Una risposta, o comunque una riflessione, è nelle pagine di “Il diavolo in tasca. Genitori e figli prigionieri del telefonino”. L’autore, il giornalista editorialista del Corriere della Sera Carlo Verdelli, ha raccontato attraverso storie, talvolta anche scioccanti, la pericolosità enorme che si cela dietro a questa sorta di carcere senza sbarre che è il nostro smartphone.
“Dietro a questo diavolo in tasca c’è anche un po’ di malizia: la tentazione del telefonino non è una tentazione casuale ma voluta dai padroni di chi ha inventato questi strumenti tecnologici, di cui il telefonino è il più diffuso nel mondo”.
Carlo Verdelli è stato il protagonista del primo appuntamento del ciclo “L’anima della piazza”, organizzato dal Comune di Reggio in piazza Fontanesi in occasione dei Mercoledì da Leoni. A moderare cinque dei sei incontri la giornalista Natascha Lusenti. “Sono serate dedicate a temi che ci riguardano da vicino, spesso affrontati nei talk show televisivi, come la questione del fine vita o dell’uso e abuso che facciamo dello smartphone e di cosa lo smartphone sta facendo di noi”.

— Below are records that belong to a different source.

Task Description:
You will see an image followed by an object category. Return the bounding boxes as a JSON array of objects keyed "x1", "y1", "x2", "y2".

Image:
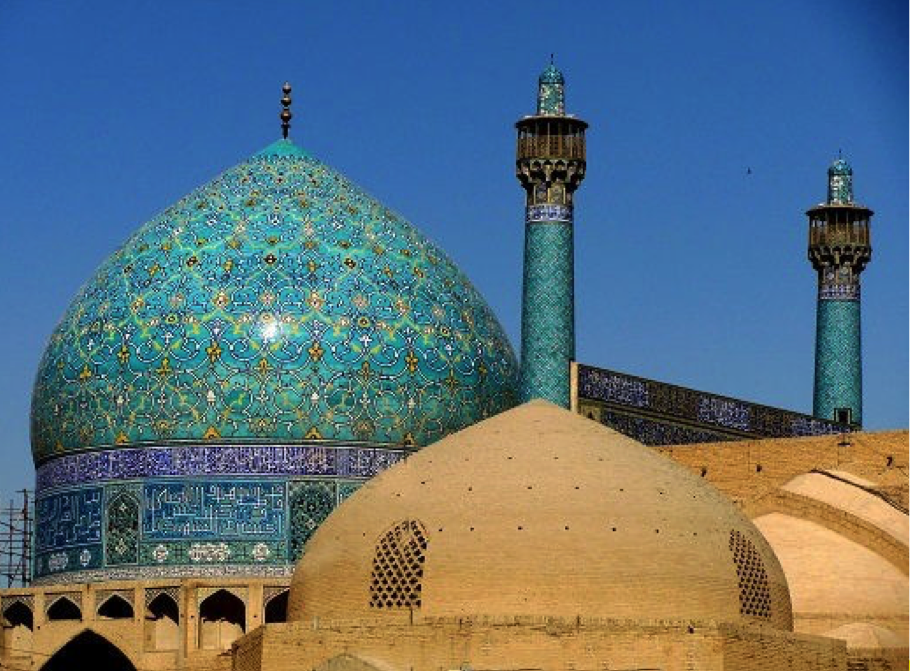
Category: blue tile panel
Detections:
[
  {"x1": 36, "y1": 445, "x2": 407, "y2": 492},
  {"x1": 813, "y1": 299, "x2": 863, "y2": 425},
  {"x1": 519, "y1": 205, "x2": 575, "y2": 408},
  {"x1": 34, "y1": 468, "x2": 388, "y2": 584},
  {"x1": 576, "y1": 364, "x2": 850, "y2": 445},
  {"x1": 32, "y1": 136, "x2": 517, "y2": 464}
]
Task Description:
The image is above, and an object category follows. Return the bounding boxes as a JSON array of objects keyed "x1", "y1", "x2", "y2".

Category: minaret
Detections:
[
  {"x1": 806, "y1": 158, "x2": 872, "y2": 426},
  {"x1": 515, "y1": 58, "x2": 588, "y2": 408}
]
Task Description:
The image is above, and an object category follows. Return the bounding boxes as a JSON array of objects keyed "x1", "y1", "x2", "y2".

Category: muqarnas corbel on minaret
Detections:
[
  {"x1": 806, "y1": 158, "x2": 873, "y2": 427},
  {"x1": 515, "y1": 59, "x2": 588, "y2": 408}
]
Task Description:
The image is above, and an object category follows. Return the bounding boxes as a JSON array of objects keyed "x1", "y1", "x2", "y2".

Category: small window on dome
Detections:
[
  {"x1": 730, "y1": 529, "x2": 771, "y2": 620},
  {"x1": 370, "y1": 520, "x2": 429, "y2": 610}
]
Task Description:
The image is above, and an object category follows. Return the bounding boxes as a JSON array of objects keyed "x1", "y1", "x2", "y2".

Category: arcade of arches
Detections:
[{"x1": 0, "y1": 579, "x2": 288, "y2": 671}]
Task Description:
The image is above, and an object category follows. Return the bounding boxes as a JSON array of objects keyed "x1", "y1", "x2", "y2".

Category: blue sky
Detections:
[{"x1": 0, "y1": 0, "x2": 910, "y2": 497}]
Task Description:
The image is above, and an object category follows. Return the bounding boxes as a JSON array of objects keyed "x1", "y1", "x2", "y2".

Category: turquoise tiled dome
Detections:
[{"x1": 32, "y1": 140, "x2": 516, "y2": 464}]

“Quello che mi sembra evidente è che questo mercato dei telefonini, che è diventato il mercato principale di questa società è senza regole. Non si tratta di vietare gli smartphone, ma si tratta di mettere gli smartphone nella condizione di non nuocere alle persone che lo usano. Questo tentativo non è ancora stato fatto. Lo scopo del libro ‘Il Diavolo in tasca’ è quello di sollecitare un minimo di dibattito o di iniziativa politica perché si metta qualche regola in questo che è il nuovo far west tecnologico”.